Her face was so close to mine now that I could see the color of her eyes. They were green, a faded green with flecks of white. I thought about this woman, holding her rifle across her legs while sitting on her porch, watching my movements and considering when to point her weapon in my direction, and realized that she was probably a bit like the macaw. That mother macaw had screamed and screeched, mourned the loss of her baby like it was her left wing, but she hadn't hurt Eva and never did do more than bluster. Perhaps this woman also made loud noises but little else.

“You ain't gonna cry, are you?”

I shook my head.

“Don't talk much, huh. That's probably smart. Talking always seems to get me into trouble. My husband doesn't even hear me anymore. Don't get yourself a husband, girl, if you don't need one. They're nothing but trouble. If I'da been able to sit on that council myself, I never woulda married him, but women can't do much around here but hold rifles and boss their husbands. Let's get going or Belen is gonna have my hide. Give me your arm.”

The woman grabbed my arm and hobbled along beside me. She used the rifle for a walking stick on the other side. Her flared skirt brushed against my leg as we walked—it sounded like the dry grasses in the field.

We crossed the road and I walked her to the front of her house. She let go of my arm and grabbed the railing. Climbing slowly onto each step, and still using her rifle as a cane, she made her way up to the porch and sat heavily in her rocking chair. She waved her gun in the air and called loudly.

“Over here, Belen. I caught her trying to escape.”

My mouth went dry when I heard Belen's footsteps on the hard dirt of the yard. He stood near me, next to me, but not close.

“Where you been, girl?” he said.

I untied the veil from around my neck and draped it over my head. The fabric softened my view of Djala's porch, blurring the spots on her shirt and turning the world hazy.

“She visited them freaks over at the tree house. She sneaked by me on the way down, but I caught her on the way back.”

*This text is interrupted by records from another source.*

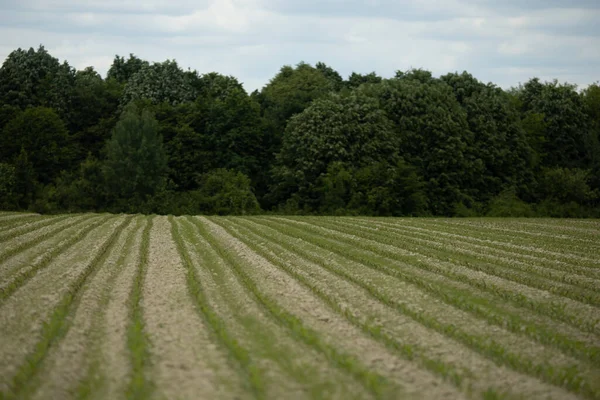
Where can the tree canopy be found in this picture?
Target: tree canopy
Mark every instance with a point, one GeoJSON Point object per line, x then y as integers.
{"type": "Point", "coordinates": [154, 138]}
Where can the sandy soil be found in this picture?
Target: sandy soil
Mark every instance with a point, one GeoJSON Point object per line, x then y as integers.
{"type": "Point", "coordinates": [67, 363]}
{"type": "Point", "coordinates": [302, 371]}
{"type": "Point", "coordinates": [335, 329]}
{"type": "Point", "coordinates": [22, 314]}
{"type": "Point", "coordinates": [481, 372]}
{"type": "Point", "coordinates": [182, 350]}
{"type": "Point", "coordinates": [585, 311]}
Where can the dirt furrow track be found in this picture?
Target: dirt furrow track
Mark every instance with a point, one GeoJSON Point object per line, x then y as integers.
{"type": "Point", "coordinates": [101, 306]}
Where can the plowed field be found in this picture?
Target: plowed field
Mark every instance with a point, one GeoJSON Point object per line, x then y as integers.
{"type": "Point", "coordinates": [102, 306]}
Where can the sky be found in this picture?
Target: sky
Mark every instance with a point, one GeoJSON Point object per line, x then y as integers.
{"type": "Point", "coordinates": [505, 42]}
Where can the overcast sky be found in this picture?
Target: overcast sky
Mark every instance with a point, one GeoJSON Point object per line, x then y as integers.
{"type": "Point", "coordinates": [503, 42]}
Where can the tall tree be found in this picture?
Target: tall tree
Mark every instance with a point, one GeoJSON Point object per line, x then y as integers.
{"type": "Point", "coordinates": [499, 141]}
{"type": "Point", "coordinates": [44, 137]}
{"type": "Point", "coordinates": [434, 134]}
{"type": "Point", "coordinates": [159, 82]}
{"type": "Point", "coordinates": [122, 70]}
{"type": "Point", "coordinates": [31, 78]}
{"type": "Point", "coordinates": [348, 129]}
{"type": "Point", "coordinates": [136, 163]}
{"type": "Point", "coordinates": [565, 122]}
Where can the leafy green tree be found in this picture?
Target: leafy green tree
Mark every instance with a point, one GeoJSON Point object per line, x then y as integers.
{"type": "Point", "coordinates": [434, 136]}
{"type": "Point", "coordinates": [25, 180]}
{"type": "Point", "coordinates": [94, 111]}
{"type": "Point", "coordinates": [159, 82]}
{"type": "Point", "coordinates": [565, 120]}
{"type": "Point", "coordinates": [136, 163]}
{"type": "Point", "coordinates": [591, 101]}
{"type": "Point", "coordinates": [348, 129]}
{"type": "Point", "coordinates": [226, 191]}
{"type": "Point", "coordinates": [7, 186]}
{"type": "Point", "coordinates": [291, 91]}
{"type": "Point", "coordinates": [30, 78]}
{"type": "Point", "coordinates": [499, 141]}
{"type": "Point", "coordinates": [336, 80]}
{"type": "Point", "coordinates": [355, 79]}
{"type": "Point", "coordinates": [43, 136]}
{"type": "Point", "coordinates": [122, 70]}
{"type": "Point", "coordinates": [221, 129]}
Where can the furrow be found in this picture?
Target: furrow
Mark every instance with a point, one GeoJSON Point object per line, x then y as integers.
{"type": "Point", "coordinates": [139, 385]}
{"type": "Point", "coordinates": [580, 315]}
{"type": "Point", "coordinates": [63, 370]}
{"type": "Point", "coordinates": [183, 350]}
{"type": "Point", "coordinates": [546, 262]}
{"type": "Point", "coordinates": [284, 366]}
{"type": "Point", "coordinates": [7, 224]}
{"type": "Point", "coordinates": [558, 252]}
{"type": "Point", "coordinates": [23, 382]}
{"type": "Point", "coordinates": [495, 344]}
{"type": "Point", "coordinates": [515, 231]}
{"type": "Point", "coordinates": [40, 235]}
{"type": "Point", "coordinates": [18, 281]}
{"type": "Point", "coordinates": [459, 296]}
{"type": "Point", "coordinates": [474, 260]}
{"type": "Point", "coordinates": [310, 318]}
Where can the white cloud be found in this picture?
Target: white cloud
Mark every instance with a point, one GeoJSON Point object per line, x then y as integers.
{"type": "Point", "coordinates": [252, 39]}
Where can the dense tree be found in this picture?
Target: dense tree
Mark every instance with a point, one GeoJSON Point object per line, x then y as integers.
{"type": "Point", "coordinates": [499, 140]}
{"type": "Point", "coordinates": [153, 138]}
{"type": "Point", "coordinates": [348, 129]}
{"type": "Point", "coordinates": [31, 78]}
{"type": "Point", "coordinates": [565, 122]}
{"type": "Point", "coordinates": [136, 163]}
{"type": "Point", "coordinates": [122, 70]}
{"type": "Point", "coordinates": [434, 135]}
{"type": "Point", "coordinates": [93, 115]}
{"type": "Point", "coordinates": [159, 82]}
{"type": "Point", "coordinates": [43, 136]}
{"type": "Point", "coordinates": [355, 79]}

Belen grabbed me by the hair and dragged me over the bumpy grass to the back of the house, where he threw me into the lean-to with such force that I tripped and went down hard. I sprawled over the blanket and held my hands over my ears, waiting for the next blow, but instead the light narrowed and disappeared as Belen slammed the door shut.

I stayed on the floor for many minutes, willing myself not to cry, and escaping in my head to a place beside our creek where I liked to sit when I needed to be alone. In that place, the sun shone on my shoulders, the frogs grumped in the reeds by my feet, the dragonflies hovered over the pond, and my balance was restored. As I lay in the lean-to, I willed myself to find that balance, to return to a place that was warm and safe, but it took me many minutes to build that calm. When I finally felt as though I wouldn't cry, scream or bang my fists against the wood slats of my shelter, the sun had disappeared and I had, once again, failed to bake any bread or to please Belen.